What occurs next is unknown. In a sequence shared by all girls after meeting their wolf, Carmen simply wakes up right outside of her grandmother’s house. Hours have gone by since she first encountered the lumberjack and it is raining heavily. She stands up and makes her way towards the house. She moves slowly, hunched and dejected.
Through some sort of violent rape, be it mental, emotional, or physical, Carmen has grown up and will never be the same. Upon seeing the surreal and unsettling state of her grandmother’s house, it is fairly clear that her innocence and naivety have been obliterated.
Grayish Browns & Piano Pieces
Tale of Tales, developer of The Path, uses the word horror to describe its game. It however is not scary, startling, or adrenaline-pumping in the traditional sense of the word. Instead, it is disturbing, haunting, and brutal on a more psychological level.
The game deals with mature themes typically absent from the videogame genre, albeit in a subtle manner. The use of drugs and alcohol make an appearance, along with sex and death. All themes are accentuated by the fact that the subject matter revolves around seemingly innocent children.
An appropriately dark mood is set to the thematic material through graphical and aural means. A largely dull palette of dark greens and grayish browns permeates the forest.
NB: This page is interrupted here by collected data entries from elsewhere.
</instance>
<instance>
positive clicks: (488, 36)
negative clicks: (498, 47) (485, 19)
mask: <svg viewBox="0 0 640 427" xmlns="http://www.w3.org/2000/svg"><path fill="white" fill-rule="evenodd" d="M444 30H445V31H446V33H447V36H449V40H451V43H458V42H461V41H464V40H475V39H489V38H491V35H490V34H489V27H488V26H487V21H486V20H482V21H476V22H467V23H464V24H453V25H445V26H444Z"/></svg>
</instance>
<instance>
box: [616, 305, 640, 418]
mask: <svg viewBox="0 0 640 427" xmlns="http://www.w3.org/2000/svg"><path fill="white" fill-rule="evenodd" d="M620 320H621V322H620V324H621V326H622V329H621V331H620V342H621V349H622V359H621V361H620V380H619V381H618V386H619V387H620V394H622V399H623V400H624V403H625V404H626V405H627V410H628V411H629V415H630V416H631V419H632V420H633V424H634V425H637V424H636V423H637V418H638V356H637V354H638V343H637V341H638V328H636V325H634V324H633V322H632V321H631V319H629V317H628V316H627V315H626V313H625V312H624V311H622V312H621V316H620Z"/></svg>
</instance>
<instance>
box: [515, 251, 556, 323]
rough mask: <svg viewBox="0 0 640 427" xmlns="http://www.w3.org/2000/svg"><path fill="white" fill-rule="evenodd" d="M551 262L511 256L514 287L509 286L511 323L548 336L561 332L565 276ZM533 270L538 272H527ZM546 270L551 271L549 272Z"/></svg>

The faded visuals are further accented by occasional brightness, when traversing the path or first encountering the wolf.
The musical score follows the same pattern, though in a much more oppressive manner. When first encountering the path, the music is high pitched. Piano pieces are combined with non-lyrical singing, and the occasional giggle from an unseen girl. Entering the forest brings a much deeper and robust musical accompaniment with the introduction of bowed string instruments, along with the same pianistic pieces.
However, regardless of the circumstances, the music is always slow, drawn-out, and meandering. More so than the graphics, or any other aspect of the game, the music sets the tone of the game and remains the strongest presence throughout.
Is The Path fun? No. Fun is definitely not a word that can be used to describe this game. The gameplay does not evolve beyond basic movement and exploration, both of which are very slowly paced.
However, The Path is engaging, layered, and to a certain extent, beautiful. It deals with subject matter not seen in videogames, and does so through the use of innovative mechanics and the creation of a saturating atmosphere. Simply put, The Path is an experience that stands out in videogaming, and is not something that can be easily forgotten.